Premesso che anche questa modalità mi spaventa: sembra quasi che se un colpevole di reati ammette e riconosce le proprie colpe, è… tutto risolto e tutto sembra finire bene! Le ‘ammissioni’ derivano semplicemente dal fatto che i giornali riescono a pubblicare e dare notizia anche delle cose che i delinquenti credevano potessero rimanere ‘sotto segreto’ per sempre. e, una volta che la verità era ‘esplosa’, si faceva, per così dire, ‘miglior figura’ a fingere di essere rammaricato e dispiaciuto!
Ma in realtà c’è di peggio! Altri ‘padri’, altri ‘genitori’ non hanno ritenuto di fare alcuna ‘ammissione’ e di continuare a ‘nascondere’ la verità! Si pensi, ad esempio, al padre della Sen. Maria Elena Boschi, la cui gestione ‘delinquenziale’ di Banca Etruria ha ridotto in povertà migliaia di cittadini, come è ormai stato ‘documentalmente’ provato da numerosi quotidiani, e soprattutto si dedichi qualche pensiero al Sen. Matteo Renzi, il cui padre pagava ‘in nero’ i lavoratori, oltre a tutte le irregolarità ed i ‘reati’ commessi dagli altri familiari.

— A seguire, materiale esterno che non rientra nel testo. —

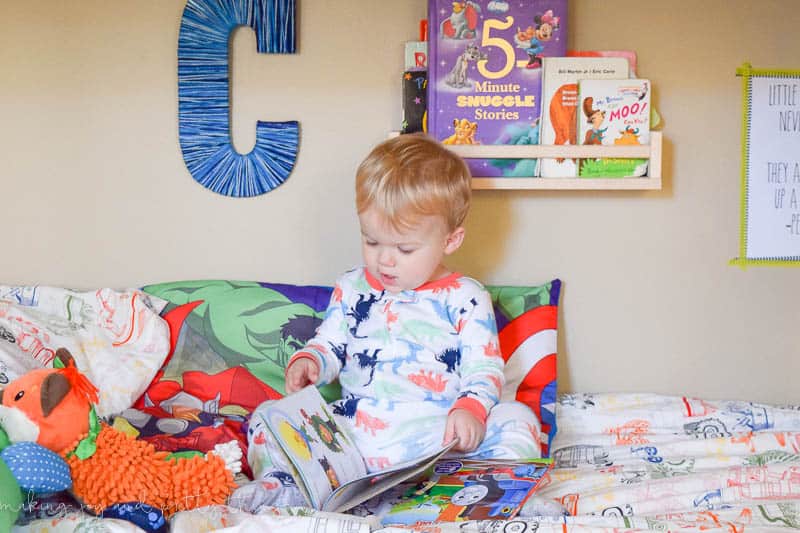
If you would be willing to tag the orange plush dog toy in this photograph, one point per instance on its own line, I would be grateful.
(53, 407)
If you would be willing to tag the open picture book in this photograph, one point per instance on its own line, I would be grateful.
(458, 490)
(327, 467)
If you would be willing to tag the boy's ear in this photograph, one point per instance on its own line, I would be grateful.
(454, 240)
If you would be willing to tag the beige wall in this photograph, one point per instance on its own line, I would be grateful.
(95, 191)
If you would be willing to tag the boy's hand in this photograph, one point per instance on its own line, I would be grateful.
(302, 372)
(469, 430)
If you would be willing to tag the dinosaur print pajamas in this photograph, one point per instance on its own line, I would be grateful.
(405, 360)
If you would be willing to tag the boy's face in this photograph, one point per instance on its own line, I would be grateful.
(405, 259)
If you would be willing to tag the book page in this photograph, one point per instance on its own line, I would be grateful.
(462, 490)
(361, 489)
(321, 451)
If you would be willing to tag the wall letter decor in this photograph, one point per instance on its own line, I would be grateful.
(203, 89)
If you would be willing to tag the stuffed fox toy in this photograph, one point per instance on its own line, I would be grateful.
(54, 407)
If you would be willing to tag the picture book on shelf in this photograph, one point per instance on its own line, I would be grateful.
(327, 467)
(630, 55)
(614, 112)
(560, 103)
(485, 75)
(461, 490)
(415, 84)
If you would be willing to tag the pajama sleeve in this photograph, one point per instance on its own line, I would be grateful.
(328, 345)
(481, 362)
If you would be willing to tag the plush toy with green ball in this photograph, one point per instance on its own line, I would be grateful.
(27, 468)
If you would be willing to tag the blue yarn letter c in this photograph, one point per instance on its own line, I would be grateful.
(203, 89)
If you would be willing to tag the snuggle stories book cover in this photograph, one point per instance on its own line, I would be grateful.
(327, 467)
(484, 74)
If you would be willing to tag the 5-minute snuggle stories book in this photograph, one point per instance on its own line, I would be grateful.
(485, 75)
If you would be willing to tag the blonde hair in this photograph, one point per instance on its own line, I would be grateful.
(414, 175)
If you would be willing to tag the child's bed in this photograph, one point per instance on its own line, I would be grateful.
(622, 461)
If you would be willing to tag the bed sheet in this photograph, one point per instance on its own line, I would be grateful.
(622, 462)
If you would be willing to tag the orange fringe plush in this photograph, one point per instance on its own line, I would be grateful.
(55, 407)
(124, 469)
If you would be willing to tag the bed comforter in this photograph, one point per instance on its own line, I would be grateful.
(622, 462)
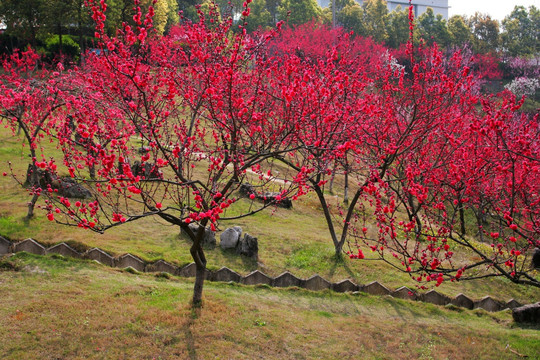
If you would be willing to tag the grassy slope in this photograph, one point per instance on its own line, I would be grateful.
(296, 240)
(57, 308)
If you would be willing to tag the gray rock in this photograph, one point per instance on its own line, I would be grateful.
(404, 293)
(162, 266)
(527, 314)
(316, 283)
(64, 250)
(512, 304)
(29, 245)
(287, 280)
(489, 304)
(71, 189)
(257, 277)
(5, 246)
(375, 288)
(436, 298)
(463, 301)
(345, 286)
(248, 246)
(209, 237)
(225, 274)
(229, 238)
(190, 270)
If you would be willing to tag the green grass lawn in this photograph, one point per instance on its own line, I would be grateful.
(59, 308)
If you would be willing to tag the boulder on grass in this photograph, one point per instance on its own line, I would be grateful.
(230, 237)
(209, 237)
(248, 246)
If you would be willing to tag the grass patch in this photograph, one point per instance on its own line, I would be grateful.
(296, 240)
(69, 310)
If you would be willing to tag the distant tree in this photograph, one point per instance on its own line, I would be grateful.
(398, 27)
(432, 28)
(375, 19)
(23, 18)
(485, 32)
(297, 12)
(521, 32)
(29, 101)
(259, 16)
(351, 17)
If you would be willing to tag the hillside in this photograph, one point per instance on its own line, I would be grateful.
(295, 240)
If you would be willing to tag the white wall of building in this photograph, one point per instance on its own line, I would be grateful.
(420, 6)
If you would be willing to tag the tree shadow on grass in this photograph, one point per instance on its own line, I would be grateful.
(195, 312)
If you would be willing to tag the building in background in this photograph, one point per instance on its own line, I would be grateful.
(420, 6)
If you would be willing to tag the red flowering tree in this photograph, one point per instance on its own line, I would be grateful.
(461, 157)
(170, 127)
(30, 99)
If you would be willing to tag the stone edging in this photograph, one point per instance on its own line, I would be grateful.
(225, 274)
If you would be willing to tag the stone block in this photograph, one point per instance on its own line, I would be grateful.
(527, 314)
(30, 246)
(229, 238)
(190, 270)
(375, 288)
(436, 298)
(248, 246)
(100, 256)
(128, 260)
(345, 286)
(404, 293)
(316, 283)
(225, 274)
(512, 304)
(286, 280)
(209, 237)
(463, 301)
(64, 250)
(489, 304)
(162, 266)
(257, 277)
(5, 246)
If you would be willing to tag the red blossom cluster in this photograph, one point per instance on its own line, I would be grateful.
(171, 126)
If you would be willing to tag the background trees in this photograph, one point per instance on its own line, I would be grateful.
(520, 35)
(171, 126)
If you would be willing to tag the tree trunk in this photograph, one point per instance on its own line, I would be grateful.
(31, 206)
(197, 253)
(462, 220)
(346, 189)
(199, 282)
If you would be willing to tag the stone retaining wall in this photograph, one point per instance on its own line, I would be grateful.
(256, 277)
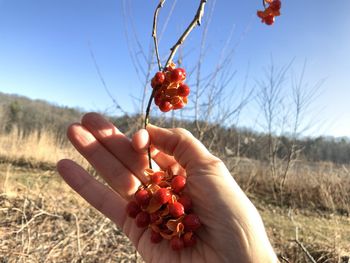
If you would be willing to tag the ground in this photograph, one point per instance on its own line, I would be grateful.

Ma il vero problema è che di questi due soggetti si parla molto poco, perché, come hanno già scritto i giornali, sono alleati nell’omertà e nella disinformazione che ormai dura da più di due anni, con la complicità servile dei maggiori e più ‘prestigiosi’ quotidiani nazionali! E noi dobbiamo fingere di credere che in Italia sia sempre vigente la piena ‘libertà di stampa’?
Sento ancora una volta il dovere di chiedere scusa a Benito Mussolini per avere creduto, io, (anche se poco, per la verità!) che il Fascismo avesse oscurato tutte le ‘libertà informative’: non avevo, per la verità, conosciuto i ‘fenomeni’ della ‘libertà resistenziale’!Ora passerò da Predappio, per rammaricarmi e per scusarmi di questo gravissimo errore ‘filo-democratico’, sulla tomba di Benito!